# A few of my pens



## southernclay (Mar 1, 2015)

I realized recently I've yet to prove that I actually make things, do more lurking than talking here but love the site.
Got the dyed buckeye from @TimR turned out nice

Reactions: EyeCandy! 3 | Way Cool 1


----------



## southernclay (Mar 1, 2015)

Hopefully got the photo insert figured out : ) Anyway, hope you like em!
Warren

Reactions: Like 1 | EyeCandy! 8 | Way Cool 2


----------



## manbuckwal (Mar 1, 2015)

Awesome looking pens Warren ! Welcome to WB

Reactions: Thank You! 1


----------



## Kevin (Mar 1, 2015)

Warren your pens are magnificent. Glad you jumped in you will be able to make as many trades with non-pen turners as you want I bet. You might not have to buy any more wood lol.

Reactions: Thank You! 1


----------



## Bigdrowdy1 (Mar 1, 2015)

Welcome Warren to WB nice pens

Reactions: Thank You! 1


----------



## southernclay (Mar 1, 2015)

Kevin said:


> Warren your pens are magnificent. Glad you jumped in you will be able to make as many trades with non-pen turners as you want I bet. You might not have to buy any more wood lol.

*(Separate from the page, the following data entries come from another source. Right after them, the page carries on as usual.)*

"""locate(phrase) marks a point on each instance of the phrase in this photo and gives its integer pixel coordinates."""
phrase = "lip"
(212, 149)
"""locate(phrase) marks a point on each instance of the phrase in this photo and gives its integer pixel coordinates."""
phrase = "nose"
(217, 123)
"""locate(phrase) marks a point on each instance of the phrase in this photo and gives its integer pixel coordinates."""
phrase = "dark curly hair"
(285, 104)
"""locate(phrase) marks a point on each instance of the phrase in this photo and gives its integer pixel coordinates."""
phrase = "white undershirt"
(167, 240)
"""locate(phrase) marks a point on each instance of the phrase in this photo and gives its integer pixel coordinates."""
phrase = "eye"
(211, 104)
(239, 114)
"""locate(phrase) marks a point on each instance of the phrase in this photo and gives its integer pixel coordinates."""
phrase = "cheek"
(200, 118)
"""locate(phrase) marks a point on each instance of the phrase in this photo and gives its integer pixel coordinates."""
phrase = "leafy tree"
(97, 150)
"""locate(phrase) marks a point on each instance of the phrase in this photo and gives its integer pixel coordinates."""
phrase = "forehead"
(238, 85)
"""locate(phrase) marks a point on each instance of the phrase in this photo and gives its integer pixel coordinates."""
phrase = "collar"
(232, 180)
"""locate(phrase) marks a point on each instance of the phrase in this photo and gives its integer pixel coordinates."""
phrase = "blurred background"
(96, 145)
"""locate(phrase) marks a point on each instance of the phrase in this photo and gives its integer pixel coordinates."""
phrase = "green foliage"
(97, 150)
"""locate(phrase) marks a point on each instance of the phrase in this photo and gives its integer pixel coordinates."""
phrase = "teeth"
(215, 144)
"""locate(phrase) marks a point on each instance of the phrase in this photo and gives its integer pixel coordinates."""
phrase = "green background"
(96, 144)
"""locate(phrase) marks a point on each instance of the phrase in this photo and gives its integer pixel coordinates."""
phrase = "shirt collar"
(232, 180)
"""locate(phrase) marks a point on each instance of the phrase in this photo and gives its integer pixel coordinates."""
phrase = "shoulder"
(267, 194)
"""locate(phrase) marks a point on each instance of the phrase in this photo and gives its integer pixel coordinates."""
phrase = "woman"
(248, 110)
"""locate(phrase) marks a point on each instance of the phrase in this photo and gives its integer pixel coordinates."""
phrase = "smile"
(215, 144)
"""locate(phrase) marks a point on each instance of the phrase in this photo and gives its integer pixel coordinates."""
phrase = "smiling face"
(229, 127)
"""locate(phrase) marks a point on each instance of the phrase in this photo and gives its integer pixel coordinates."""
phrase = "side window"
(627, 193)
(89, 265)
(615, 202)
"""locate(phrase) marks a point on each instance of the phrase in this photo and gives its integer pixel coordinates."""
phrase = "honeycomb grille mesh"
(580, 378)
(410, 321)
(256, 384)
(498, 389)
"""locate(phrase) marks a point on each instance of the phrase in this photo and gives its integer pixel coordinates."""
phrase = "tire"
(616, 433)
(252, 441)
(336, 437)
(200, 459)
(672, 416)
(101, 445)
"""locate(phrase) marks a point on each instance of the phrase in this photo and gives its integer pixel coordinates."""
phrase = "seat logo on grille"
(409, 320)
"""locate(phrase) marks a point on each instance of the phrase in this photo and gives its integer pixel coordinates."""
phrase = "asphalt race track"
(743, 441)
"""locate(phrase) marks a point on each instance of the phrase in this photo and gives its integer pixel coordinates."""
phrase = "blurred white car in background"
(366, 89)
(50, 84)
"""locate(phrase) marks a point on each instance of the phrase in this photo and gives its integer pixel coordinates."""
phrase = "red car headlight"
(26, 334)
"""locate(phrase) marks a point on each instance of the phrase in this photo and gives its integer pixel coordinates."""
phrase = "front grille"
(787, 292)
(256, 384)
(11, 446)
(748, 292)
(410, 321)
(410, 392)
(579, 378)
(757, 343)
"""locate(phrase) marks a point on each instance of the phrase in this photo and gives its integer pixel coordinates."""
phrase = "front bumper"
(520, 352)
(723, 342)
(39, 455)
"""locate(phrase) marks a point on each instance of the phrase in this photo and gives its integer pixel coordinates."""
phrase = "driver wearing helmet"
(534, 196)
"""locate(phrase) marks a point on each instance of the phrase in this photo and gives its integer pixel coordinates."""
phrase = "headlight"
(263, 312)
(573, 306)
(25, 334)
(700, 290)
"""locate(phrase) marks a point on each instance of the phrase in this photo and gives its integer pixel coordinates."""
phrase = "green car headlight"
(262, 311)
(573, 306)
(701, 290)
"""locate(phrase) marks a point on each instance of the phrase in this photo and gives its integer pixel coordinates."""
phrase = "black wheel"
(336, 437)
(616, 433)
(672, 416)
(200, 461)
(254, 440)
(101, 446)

Oh man, I'm going to have dreams about free wood all night! Haha Ive only sold a few b/c it seems too much like work. The trade aspect may be a great one. I appreciate the kind words, appreciate all you've done here.

Reactions: Like 1


----------



## Kevin (Mar 1, 2015)

southernclay said:


> Oh man, I'm going to have dreams about free wood all night! Haha Ive only sold a few b/c it seems too much like work. The trade aspect may be a great one. I appreciate the kind words, appreciate all you've done here.



Well I'll tell you until I get our woodshop climate controlled my wife can't turn very often. I love every one you posted but that cast cholla is very sweet. When it warms a little I'll be stabilizing some more FBE maybe we can work a trade in the near future.

Reactions: Like 1


----------



## Final Strut (Mar 1, 2015)

That Lego pen cracks me up. I saw it on IAP and showed my boys, who are Lego nuts, and now they each want to make on like it. At least till I tell them they will have to sacrifice all their Lego heads they do. I really like that first Zen. I don't know my exotic burls very well, what is the wood on that one?

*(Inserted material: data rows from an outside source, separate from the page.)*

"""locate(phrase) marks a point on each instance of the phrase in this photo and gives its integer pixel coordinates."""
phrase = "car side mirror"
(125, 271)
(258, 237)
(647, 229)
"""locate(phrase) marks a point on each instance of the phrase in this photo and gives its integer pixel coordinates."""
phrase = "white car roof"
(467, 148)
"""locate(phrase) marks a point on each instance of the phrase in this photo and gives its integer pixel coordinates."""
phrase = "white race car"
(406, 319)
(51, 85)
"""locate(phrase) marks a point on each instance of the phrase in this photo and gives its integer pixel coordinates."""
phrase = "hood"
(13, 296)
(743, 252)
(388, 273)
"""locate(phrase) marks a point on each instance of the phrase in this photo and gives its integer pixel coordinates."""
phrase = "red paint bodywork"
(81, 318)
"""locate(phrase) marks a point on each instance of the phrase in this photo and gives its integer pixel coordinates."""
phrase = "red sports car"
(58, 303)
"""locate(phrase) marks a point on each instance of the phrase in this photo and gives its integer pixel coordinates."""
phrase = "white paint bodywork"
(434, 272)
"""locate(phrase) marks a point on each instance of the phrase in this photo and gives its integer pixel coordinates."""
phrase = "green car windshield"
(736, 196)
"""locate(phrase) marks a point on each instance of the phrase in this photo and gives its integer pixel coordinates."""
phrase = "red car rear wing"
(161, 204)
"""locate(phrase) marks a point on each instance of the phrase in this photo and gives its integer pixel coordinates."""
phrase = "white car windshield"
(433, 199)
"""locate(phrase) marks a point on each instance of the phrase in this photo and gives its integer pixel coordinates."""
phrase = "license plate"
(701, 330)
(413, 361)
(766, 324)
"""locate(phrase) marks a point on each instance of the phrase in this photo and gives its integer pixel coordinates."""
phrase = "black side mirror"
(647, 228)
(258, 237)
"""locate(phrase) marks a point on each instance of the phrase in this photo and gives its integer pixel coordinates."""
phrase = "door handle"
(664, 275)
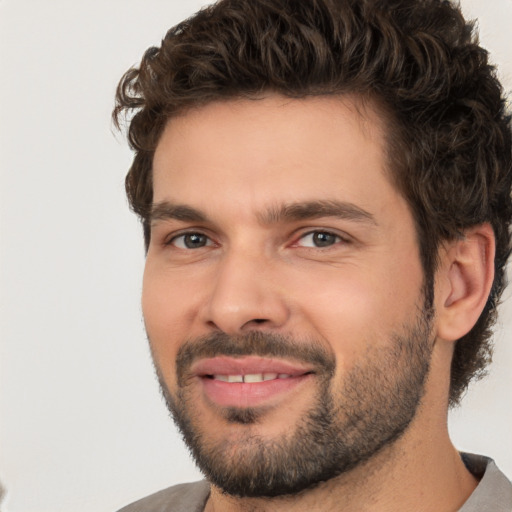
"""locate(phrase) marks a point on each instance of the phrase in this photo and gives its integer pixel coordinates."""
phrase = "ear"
(463, 281)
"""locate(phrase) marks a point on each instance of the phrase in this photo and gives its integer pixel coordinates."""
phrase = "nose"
(245, 296)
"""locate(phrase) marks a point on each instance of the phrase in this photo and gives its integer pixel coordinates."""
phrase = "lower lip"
(241, 394)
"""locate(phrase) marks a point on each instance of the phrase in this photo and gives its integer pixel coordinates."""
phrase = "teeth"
(251, 377)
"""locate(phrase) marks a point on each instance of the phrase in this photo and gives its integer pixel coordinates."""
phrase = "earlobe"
(464, 279)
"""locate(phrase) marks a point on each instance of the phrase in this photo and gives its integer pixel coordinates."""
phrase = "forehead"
(273, 150)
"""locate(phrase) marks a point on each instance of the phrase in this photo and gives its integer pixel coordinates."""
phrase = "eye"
(191, 241)
(319, 239)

Reactions: Like 1 | Agree 2


----------



## southernclay (Mar 1, 2015)

Final Strut said:


> That Lego pen cracks me up. I saw it on IAP and showed my boys, who are Lego nuts, and now they each want to make on like it. At least till I tell them they will have to sacrifice all their Lego heads they do. I really like that first Zen. I don't know my exotic burls very well, what is the wood on that one?



Thanks! It's Amboyna Burl. I picked up the Lego heads off eBay, if you decide you want to make em a few hints. Tape the faces and hold the heads in a scroll chuck to drill and use water, they melt way too easy!

Reactions: Informative 1


----------



## southernclay (Mar 1, 2015)

Kevin said:


> Well I'll tell you until I get our woodshop climate controlled my wife can't turn very often. I love every one you posted but that cast cholla is very sweet. When it warms a little I'll be stabilizing some more FBE maybe we can work a trade in the near future.

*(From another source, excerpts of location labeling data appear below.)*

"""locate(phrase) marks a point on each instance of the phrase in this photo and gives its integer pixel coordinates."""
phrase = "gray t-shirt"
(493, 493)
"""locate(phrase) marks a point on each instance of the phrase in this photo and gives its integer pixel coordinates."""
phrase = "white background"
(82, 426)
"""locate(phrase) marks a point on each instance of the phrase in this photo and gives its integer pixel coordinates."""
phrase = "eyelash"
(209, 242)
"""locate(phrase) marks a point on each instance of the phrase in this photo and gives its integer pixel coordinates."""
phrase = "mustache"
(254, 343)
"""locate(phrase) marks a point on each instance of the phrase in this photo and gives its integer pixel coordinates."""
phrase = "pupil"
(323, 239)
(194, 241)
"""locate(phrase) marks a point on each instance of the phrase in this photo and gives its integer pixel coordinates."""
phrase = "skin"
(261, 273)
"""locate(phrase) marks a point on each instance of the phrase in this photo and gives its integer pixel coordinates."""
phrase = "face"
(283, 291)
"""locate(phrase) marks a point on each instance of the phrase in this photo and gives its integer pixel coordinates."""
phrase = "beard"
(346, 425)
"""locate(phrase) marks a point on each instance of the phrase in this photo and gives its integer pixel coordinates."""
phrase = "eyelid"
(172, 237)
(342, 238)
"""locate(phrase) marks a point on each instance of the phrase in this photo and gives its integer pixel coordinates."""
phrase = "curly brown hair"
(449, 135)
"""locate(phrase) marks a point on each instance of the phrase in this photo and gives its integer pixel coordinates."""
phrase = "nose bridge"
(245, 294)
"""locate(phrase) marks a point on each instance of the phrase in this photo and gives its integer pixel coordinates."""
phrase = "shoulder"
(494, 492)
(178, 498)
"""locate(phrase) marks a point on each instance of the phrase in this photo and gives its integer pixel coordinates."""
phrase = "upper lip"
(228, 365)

Thanks, the green one? It's banksia and turned out pretty sweet. I tried to put descriptions at each pen but doesn't look like it came through. I'm definitely up for a trade for some FBE. I tried to buy that chunk you had up for the auction. Want to make the bride a couple of mills so if you want to do anything in larger sizes let me know. Whenever it's convenient, thanks!

Reactions: Like 1


----------



## Wildthings (Mar 1, 2015)

Warren those are some fabulous pens! Well done

Reactions: Like 1


----------



## Nature Man (Mar 2, 2015)

Creative! Really like the one with green in it. Chuck

Reactions: Thank You! 1


----------



## rdabpenman (Mar 2, 2015)

They all look great from here.
Nicely done.

Les

Reactions: Thank You! 1


----------